Embrace Complexity (Part 2 Data)

Tony Seale
Experience Stack
Published in
10 min readFeb 18, 2022

--

How to network-ify your organisation in three simple(ish) steps … starting with data

by Tony Seale

Your information does not want to be trapped in a box

In Part One of this article, we established that the industrial era organised complexity into nice, neat linear boxes and that whilst this was a highly effective way of building machines this approach is no longer adequate to meet the needs of a modern organisation operating within a global network in the Information Age.

It doesn’t matter whether we like it or not, the process of ‘network-ification’ is underway and there is nothing any organisation can do to stop it; the only realistic option is to get on board and mirror the network structure internally.
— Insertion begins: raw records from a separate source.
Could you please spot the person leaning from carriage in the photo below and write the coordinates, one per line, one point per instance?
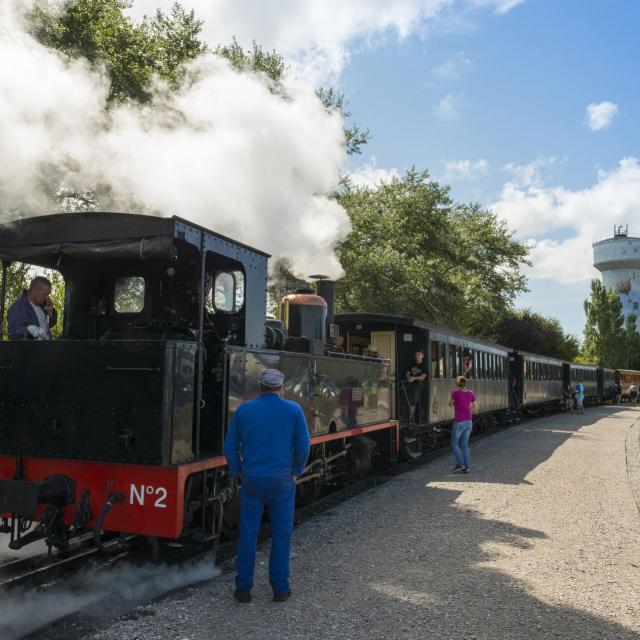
(414, 383)
(464, 403)
(32, 315)
(266, 446)
(568, 398)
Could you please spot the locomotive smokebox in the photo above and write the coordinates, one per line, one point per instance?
(327, 289)
(304, 314)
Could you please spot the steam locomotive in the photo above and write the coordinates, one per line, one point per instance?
(118, 425)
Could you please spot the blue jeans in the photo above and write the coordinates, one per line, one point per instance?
(460, 433)
(279, 495)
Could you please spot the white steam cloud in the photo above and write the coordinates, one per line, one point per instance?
(226, 152)
(123, 587)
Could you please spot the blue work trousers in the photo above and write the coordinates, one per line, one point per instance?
(460, 433)
(278, 494)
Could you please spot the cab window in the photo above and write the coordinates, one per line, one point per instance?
(128, 296)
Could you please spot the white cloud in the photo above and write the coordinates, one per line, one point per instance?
(600, 115)
(498, 6)
(562, 224)
(453, 68)
(370, 175)
(449, 107)
(457, 170)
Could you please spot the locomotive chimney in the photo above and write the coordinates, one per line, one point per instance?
(326, 289)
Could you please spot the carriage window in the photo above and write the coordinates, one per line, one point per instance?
(442, 360)
(467, 364)
(128, 295)
(435, 373)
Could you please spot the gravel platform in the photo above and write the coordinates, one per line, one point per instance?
(541, 540)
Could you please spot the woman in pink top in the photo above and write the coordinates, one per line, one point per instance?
(464, 403)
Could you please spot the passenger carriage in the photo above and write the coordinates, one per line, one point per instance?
(536, 382)
(587, 375)
(625, 378)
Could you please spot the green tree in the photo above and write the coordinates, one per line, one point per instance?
(528, 331)
(354, 137)
(412, 250)
(631, 351)
(604, 336)
(255, 59)
(133, 53)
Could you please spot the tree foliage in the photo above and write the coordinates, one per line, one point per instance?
(132, 53)
(412, 250)
(354, 137)
(528, 331)
(604, 332)
(256, 59)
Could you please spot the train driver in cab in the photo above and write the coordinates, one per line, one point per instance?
(415, 376)
(32, 315)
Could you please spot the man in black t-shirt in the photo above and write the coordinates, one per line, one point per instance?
(415, 376)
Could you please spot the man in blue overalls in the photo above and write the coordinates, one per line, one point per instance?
(266, 447)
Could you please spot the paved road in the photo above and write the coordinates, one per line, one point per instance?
(541, 540)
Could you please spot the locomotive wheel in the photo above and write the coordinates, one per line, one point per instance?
(410, 448)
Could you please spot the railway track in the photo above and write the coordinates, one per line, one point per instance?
(34, 579)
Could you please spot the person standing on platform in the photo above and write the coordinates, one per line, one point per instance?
(267, 446)
(464, 403)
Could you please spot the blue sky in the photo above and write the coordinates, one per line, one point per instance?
(520, 84)
(529, 107)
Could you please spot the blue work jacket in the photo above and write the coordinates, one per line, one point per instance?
(20, 315)
(267, 437)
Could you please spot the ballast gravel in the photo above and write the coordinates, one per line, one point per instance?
(541, 540)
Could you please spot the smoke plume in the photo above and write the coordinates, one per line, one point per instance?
(225, 152)
(92, 593)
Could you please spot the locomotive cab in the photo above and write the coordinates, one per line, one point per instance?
(150, 303)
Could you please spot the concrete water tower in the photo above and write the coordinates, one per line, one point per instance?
(618, 260)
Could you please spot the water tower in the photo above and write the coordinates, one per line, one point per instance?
(618, 260)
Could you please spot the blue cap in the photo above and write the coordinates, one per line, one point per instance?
(271, 378)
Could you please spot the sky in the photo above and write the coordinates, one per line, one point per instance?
(528, 107)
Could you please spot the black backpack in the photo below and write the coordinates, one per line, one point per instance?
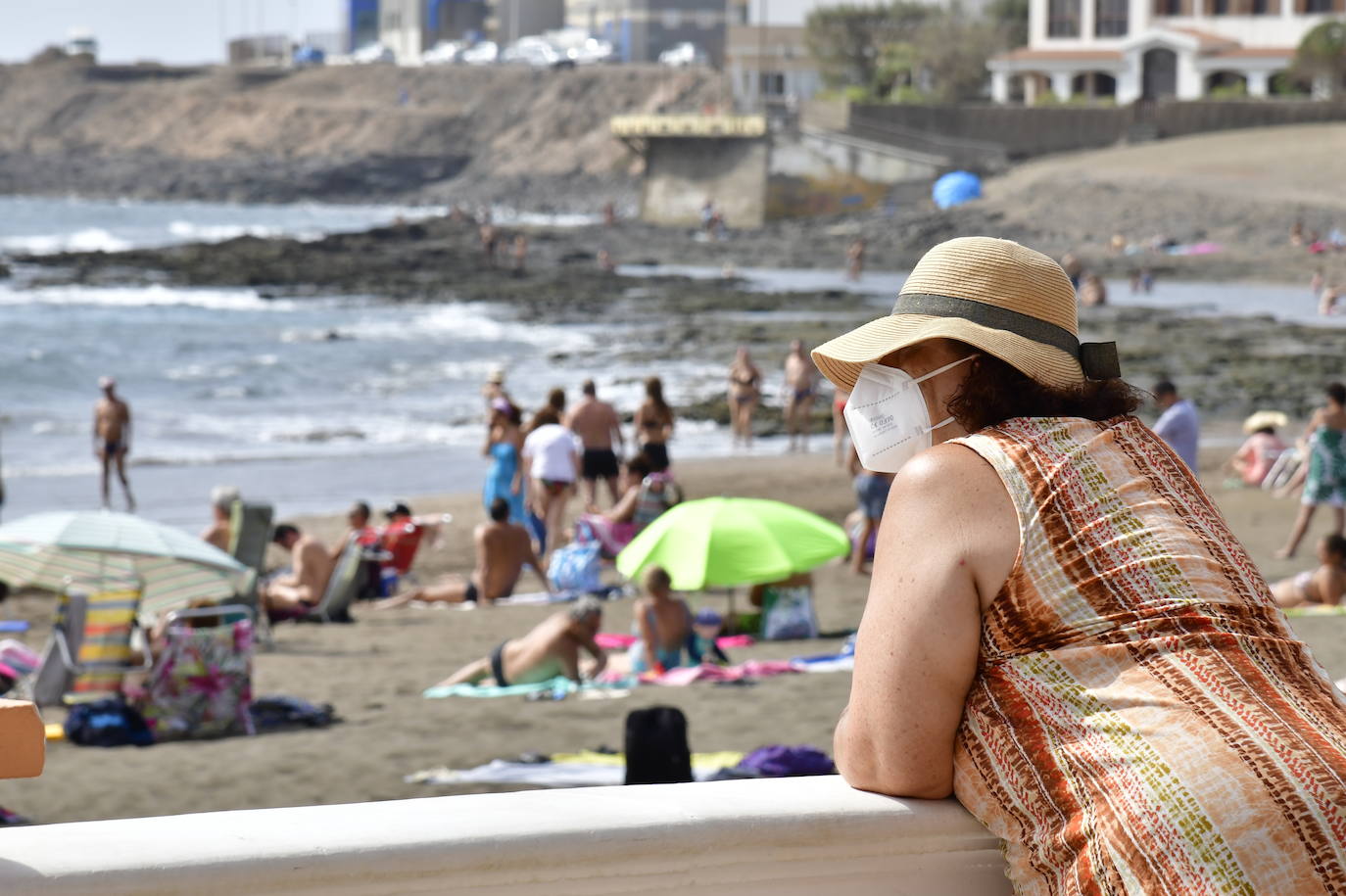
(655, 747)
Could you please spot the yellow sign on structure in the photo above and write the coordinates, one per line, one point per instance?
(690, 125)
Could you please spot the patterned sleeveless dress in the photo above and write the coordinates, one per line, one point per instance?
(1143, 720)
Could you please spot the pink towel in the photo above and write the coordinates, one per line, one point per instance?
(751, 669)
(616, 640)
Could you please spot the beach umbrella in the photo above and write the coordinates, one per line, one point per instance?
(723, 542)
(956, 189)
(46, 550)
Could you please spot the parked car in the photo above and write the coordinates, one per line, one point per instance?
(683, 56)
(593, 51)
(482, 54)
(536, 53)
(307, 56)
(445, 53)
(373, 54)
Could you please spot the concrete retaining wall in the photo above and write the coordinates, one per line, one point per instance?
(733, 838)
(681, 173)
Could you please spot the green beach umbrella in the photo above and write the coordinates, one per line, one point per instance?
(173, 568)
(723, 542)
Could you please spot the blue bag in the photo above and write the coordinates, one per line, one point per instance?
(107, 723)
(576, 568)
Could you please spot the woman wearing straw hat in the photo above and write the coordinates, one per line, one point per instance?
(1260, 450)
(1061, 629)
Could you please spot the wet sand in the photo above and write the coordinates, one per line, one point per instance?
(374, 670)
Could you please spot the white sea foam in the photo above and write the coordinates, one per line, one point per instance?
(148, 296)
(83, 240)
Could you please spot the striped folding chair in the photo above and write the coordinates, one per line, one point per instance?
(105, 654)
(90, 646)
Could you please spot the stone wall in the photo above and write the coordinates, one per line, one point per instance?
(683, 172)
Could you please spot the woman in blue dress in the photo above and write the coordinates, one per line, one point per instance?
(504, 440)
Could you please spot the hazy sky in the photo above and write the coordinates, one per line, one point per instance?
(176, 31)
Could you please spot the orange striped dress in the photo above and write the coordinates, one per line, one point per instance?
(1143, 720)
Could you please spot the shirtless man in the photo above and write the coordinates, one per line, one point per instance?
(112, 439)
(312, 567)
(222, 507)
(503, 550)
(799, 389)
(600, 428)
(553, 648)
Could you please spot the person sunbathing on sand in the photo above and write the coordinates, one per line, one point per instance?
(503, 550)
(1323, 586)
(553, 648)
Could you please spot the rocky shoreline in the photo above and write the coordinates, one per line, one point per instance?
(1229, 365)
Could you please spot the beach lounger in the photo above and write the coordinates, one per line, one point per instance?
(89, 650)
(201, 683)
(341, 589)
(251, 528)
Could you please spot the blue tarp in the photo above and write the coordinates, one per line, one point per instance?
(956, 189)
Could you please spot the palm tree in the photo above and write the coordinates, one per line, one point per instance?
(1322, 57)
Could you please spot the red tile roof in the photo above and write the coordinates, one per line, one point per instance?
(1025, 54)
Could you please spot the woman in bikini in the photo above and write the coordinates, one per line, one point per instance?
(1324, 478)
(662, 626)
(745, 380)
(654, 425)
(1323, 586)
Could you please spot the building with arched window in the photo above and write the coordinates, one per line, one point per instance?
(1129, 50)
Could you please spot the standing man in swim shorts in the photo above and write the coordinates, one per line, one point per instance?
(600, 429)
(801, 380)
(112, 439)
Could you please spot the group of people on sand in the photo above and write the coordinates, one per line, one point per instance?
(801, 389)
(666, 636)
(537, 470)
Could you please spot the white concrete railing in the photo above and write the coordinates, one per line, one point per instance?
(733, 838)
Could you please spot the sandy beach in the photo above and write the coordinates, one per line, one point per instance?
(374, 670)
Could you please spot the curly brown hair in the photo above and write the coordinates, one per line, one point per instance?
(995, 392)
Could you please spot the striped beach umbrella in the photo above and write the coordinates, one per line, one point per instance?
(47, 550)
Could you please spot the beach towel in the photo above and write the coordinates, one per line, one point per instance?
(564, 770)
(1317, 610)
(621, 640)
(558, 684)
(684, 676)
(564, 596)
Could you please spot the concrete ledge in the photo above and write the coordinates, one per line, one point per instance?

As explained in Part One, the three main driving forces of the Information Age (Data, Cloud and AI) can be unified together into a single process of ‘network-ication’ so the remainder of this article is broken down into three corresponding sections:

  • DATA: how organisations can move their data out of separate box-shaped tables and into network-shaped fragments that fit together like pieces of a jigsaw, and how the people in those organisations can include their knowledge and conceptual understanding as part of those network-shaped fragments.
  • CLOUD: how organisations can keep their data where it is and integrate it ‘at source’ as opposed to moving it to a central location for industrialised cleansing and integration by a small central team, and how this decentralized architecture can democratise the data integration process within an organisation.
  • AI: how organisations can stop playing catchup and instead get on the front foot by committing to a new breed of cutting-edge AI algorithms designed to work natively with network-shaped data and the pathways that criss-cross them.

To keep things real, each section will end with a top-level introduction of a pragmatic tool. The idea is that joined together these three tools will form a unified toolset that is sophisticated enough to deal with the true complexity of your organisation.
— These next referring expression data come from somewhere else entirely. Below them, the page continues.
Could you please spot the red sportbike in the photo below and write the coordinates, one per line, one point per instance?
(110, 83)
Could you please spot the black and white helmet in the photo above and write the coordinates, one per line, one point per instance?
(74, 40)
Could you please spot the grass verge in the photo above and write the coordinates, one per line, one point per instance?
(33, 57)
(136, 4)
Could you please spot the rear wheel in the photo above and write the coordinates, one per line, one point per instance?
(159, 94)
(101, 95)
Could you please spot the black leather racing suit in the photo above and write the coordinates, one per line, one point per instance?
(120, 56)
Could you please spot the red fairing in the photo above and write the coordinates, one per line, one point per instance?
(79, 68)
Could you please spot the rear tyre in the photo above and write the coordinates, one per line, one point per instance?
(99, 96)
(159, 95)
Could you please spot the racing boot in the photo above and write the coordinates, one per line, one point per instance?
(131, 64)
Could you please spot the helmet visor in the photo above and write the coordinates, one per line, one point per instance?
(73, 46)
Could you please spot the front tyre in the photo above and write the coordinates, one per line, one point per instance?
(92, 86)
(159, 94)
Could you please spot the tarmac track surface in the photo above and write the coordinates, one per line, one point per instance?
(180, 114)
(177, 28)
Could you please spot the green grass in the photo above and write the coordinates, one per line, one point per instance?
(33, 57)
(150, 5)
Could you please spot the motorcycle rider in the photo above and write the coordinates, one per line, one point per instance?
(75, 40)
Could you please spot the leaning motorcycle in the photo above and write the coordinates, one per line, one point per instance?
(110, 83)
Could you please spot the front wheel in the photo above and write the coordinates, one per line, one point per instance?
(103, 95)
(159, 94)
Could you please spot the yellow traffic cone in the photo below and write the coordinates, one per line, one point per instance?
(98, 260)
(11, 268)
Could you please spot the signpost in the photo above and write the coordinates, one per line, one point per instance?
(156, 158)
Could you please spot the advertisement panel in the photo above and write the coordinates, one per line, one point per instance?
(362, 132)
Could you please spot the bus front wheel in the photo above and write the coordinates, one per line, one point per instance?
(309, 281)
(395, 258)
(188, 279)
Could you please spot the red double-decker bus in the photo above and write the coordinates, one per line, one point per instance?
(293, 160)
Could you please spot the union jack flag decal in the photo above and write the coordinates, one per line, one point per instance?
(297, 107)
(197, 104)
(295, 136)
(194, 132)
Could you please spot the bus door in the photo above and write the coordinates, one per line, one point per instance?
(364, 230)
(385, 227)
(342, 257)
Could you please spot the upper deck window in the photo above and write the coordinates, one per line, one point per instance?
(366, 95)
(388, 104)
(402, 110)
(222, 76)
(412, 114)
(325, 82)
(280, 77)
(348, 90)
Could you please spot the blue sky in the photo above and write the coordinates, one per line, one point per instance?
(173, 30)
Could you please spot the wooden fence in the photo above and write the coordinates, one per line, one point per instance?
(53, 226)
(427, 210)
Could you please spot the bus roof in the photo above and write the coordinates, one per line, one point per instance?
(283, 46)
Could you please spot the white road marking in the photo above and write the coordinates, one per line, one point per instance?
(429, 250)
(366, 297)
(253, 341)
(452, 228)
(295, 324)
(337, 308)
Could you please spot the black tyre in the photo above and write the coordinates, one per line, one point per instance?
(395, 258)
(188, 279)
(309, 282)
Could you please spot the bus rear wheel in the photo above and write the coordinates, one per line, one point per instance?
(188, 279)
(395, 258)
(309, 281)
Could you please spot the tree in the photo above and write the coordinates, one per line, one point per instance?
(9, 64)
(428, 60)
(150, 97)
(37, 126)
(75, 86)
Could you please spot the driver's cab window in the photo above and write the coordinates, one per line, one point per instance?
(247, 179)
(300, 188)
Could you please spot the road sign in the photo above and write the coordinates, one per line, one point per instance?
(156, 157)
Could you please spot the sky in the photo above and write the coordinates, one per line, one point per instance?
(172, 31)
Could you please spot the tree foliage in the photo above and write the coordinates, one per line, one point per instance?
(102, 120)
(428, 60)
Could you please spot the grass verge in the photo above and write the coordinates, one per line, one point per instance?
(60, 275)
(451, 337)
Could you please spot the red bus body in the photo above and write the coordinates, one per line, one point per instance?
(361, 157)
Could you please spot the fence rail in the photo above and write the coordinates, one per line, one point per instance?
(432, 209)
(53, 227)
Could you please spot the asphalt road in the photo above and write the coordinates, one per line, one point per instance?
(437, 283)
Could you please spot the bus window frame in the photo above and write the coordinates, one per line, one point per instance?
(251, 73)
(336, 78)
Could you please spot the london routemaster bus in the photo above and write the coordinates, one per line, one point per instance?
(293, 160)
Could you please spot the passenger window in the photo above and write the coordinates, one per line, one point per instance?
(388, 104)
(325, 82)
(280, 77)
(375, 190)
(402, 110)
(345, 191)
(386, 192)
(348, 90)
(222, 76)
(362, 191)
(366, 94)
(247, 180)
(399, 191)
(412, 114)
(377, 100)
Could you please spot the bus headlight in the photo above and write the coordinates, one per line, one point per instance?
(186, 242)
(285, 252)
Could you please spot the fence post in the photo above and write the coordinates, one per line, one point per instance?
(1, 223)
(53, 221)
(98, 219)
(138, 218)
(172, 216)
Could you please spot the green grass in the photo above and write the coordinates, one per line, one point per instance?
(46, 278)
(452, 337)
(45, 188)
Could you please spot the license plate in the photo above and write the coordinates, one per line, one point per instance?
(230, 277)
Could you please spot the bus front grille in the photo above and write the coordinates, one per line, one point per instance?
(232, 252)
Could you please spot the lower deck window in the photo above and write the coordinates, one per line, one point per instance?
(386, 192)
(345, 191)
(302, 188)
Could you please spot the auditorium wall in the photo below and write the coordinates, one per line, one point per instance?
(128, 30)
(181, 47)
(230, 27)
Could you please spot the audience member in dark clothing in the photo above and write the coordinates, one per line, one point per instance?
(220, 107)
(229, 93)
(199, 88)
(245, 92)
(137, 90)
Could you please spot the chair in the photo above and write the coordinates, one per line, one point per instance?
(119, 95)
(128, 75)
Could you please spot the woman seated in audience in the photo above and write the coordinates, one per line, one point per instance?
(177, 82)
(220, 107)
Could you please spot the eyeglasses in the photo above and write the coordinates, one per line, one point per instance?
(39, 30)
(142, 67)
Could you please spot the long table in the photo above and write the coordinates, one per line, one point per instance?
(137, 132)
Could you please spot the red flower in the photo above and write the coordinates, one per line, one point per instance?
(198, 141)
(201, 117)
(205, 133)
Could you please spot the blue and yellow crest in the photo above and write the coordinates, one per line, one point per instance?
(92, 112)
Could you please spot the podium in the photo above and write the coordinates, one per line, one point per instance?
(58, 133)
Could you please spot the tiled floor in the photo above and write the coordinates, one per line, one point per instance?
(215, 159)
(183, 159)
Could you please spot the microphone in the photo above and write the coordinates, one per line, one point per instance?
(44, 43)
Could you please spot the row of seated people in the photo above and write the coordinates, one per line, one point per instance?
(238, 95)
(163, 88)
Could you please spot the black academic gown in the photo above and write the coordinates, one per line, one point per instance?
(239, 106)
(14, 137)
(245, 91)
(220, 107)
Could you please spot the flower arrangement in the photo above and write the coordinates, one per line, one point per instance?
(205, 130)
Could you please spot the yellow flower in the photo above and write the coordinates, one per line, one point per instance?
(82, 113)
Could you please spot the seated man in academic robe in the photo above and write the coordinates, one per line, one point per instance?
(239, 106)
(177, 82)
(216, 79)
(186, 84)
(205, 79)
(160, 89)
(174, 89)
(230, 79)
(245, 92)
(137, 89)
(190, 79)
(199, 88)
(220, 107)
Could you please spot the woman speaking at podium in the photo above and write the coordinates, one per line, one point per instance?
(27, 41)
(To make this article more digestible, this post will just cover Data whilst subsequent instalments will cover Cloud and AI)

Data

Right, so let’s start with data. As already stated in Part One, computer networks and neural networks are already naturally network-shaped, but most organisational data is still box-shaped. Data is the odd one out and is, therefore, both the weak link and the key to unlocking the full power of the other two.

The problem is not as bad for internet-native companies as their business models have from the start been based on pulling most of their data from the web and, of course, the web is one huge network. For example, Google has a network of links between web pages and Facebook has data on the links between the friends in your social network. At a largely unconscious level, this advantageously forced the tech giants to think about their data in a less linear way.
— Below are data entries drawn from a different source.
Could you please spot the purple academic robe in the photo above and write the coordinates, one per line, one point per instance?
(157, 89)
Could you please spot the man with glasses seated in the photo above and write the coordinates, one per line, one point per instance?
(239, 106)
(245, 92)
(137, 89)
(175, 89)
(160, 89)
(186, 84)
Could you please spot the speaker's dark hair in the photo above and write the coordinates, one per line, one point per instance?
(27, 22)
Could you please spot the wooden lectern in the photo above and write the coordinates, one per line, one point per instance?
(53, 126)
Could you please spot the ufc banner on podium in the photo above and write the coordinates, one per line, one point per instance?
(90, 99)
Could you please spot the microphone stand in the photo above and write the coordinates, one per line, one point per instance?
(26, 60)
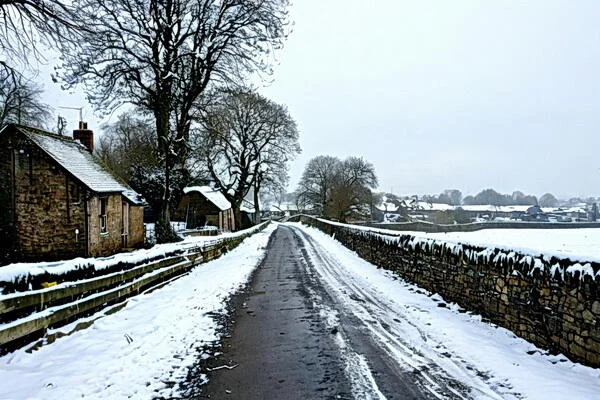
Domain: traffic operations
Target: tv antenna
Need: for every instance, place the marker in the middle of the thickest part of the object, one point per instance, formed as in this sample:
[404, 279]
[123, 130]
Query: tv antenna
[75, 108]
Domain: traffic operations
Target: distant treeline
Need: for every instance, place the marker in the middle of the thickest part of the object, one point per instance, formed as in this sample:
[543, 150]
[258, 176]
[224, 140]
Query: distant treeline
[490, 196]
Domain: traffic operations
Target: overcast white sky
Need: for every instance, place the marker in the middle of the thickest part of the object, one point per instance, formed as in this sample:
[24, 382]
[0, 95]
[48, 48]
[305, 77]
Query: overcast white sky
[448, 94]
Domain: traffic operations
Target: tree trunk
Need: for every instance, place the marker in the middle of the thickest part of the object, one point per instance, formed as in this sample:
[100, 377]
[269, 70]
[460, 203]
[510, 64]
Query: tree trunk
[164, 231]
[237, 218]
[256, 205]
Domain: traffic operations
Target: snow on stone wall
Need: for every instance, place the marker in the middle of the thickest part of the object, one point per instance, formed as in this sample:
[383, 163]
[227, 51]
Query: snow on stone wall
[551, 301]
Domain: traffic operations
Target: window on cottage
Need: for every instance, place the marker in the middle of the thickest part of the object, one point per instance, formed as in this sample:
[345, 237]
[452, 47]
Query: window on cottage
[102, 214]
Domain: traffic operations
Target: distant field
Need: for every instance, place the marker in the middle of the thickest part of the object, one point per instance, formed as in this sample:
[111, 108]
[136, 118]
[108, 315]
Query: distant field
[582, 244]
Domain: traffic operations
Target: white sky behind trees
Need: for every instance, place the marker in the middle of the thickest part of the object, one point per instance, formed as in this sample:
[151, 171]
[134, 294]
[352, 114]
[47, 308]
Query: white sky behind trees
[445, 94]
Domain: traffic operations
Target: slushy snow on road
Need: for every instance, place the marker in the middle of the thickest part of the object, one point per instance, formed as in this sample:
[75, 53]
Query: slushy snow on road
[441, 342]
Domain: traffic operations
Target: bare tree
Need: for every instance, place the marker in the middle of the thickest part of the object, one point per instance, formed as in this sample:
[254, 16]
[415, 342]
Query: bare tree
[245, 143]
[317, 182]
[161, 55]
[339, 189]
[26, 23]
[20, 102]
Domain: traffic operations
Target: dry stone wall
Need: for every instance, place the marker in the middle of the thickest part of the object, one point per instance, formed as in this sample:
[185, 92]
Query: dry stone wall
[550, 301]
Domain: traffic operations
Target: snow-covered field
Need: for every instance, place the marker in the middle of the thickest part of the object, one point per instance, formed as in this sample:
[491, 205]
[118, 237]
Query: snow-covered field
[141, 351]
[577, 244]
[407, 320]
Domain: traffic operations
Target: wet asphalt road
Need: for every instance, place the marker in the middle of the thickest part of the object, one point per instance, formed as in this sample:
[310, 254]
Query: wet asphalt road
[285, 344]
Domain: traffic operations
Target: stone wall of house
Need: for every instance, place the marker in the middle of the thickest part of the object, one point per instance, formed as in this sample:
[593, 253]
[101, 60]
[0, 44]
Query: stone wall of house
[109, 242]
[136, 226]
[552, 302]
[197, 211]
[8, 245]
[49, 206]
But for most organisations our linear thinking is reflected in the box-shaped data structures we have created, and let’s be clear, this is the single biggest factor holding most organisations back from the technological phase transition.

When you examine your organisation’s data, you are likely to see that it is currently scattered in a set of isolated tables including Excel spreadsheets and various databases. So if, for example, we are capturing information about people and the products they have ordered then we need to create three separate tables: one for people, another for orders and another for products. An Excel spreadsheet is a simple and familiar example of a table of data.

Now, Excel tables are simple and flexible but you can’t run an organisation on Excel (although many keep giving it a go). Why can’t you run an organisation on Excel? Well, individually each of these tables is of limited use and needs to be connected to the other tables to be more useful.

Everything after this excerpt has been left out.